Investigator: Richard M. Locksley, MD
Sponsor: NIH National Heart, Lung, and Blood Institute

Location(s): United States


This grant will study a model of spontaneous lung fibrosis in mice that lack a lung enzyme normally present in airway secretions of mice and humans. This enzyme degrades a component of fungi and insects that is widespread in the environment. Understanding the mechanisms by which this enzyme preserves lung function may be important in chronic human lung diseases complicated by fibrosis.
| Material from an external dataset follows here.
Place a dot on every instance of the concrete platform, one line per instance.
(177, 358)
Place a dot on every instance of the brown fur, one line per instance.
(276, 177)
The lung is exposed to many environmental challenges throughout life, and further information is needed about secreted moieties that serve to sustain homeostasis. We generated mice that lack an epithelial enzyme necessary to degrade environmental polysaccharides widely prevalent in the environment. After polysaccharide challenge, these mice sustain prolonged lung inflammation associated with activation of Group 2 innate lymphoid cells (ILC2s) and lung gamma-delta T cells that release cytokines, including IL-5 and IL-13, and IL-17, respectively. The resultant inflammatory infiltrate including neutrophils and eosinophils, cause lung damage that can be overcome when epithelial enzymatic activity is restored. Unexpectedly, these knockout mice developed spontaneous lung inflammation over 6-9 months, even when maintained in a pathogen-free facility. Inflammation included fibrosis, most prominent around medium airways, and was characterized by enhanced tissue cellularity and increased lung collagen. As such, these mice provide a spontaneous model for pulmonary fibrosis due to activation of innate lung lymphoid cells and over-expression of IL-13 and IL-7, two cytokines previously implicated in prior models of provoked organ and tissue fibrosis. We have generated a number of genetically marked reporter mice to follow the relevant cells and cytokines, which will be used to unravel the mechanisms underlying this fibrosing phenotype. The grant proposes to study the lung phenotype in three Specific Aims. 1. To establish the role for lung ILC2 cells to determine whether these cells and IL-13 play an injury-promoting or injury-attenuating role. 2. To establish the role for lung gamma-delta cells to determine the role these cells and IL-17 play in the phenotype. 3. To establish the mechanism by which the lung disposes of insoluble environmental polysaccharides. Humans contain the same enzyme in robust amounts in bronchoalveolar lavage, suggesting evolutionary conservation of this pathway for lung homeostasis. Our studies may have relevance to understanding modifiers of chronic fibrosing syndromes of humans, such as idiopathic pulmonary fibrosis and chronic hypersensitivity pneumonitis, conditions for which further pathogenetic insights are needed.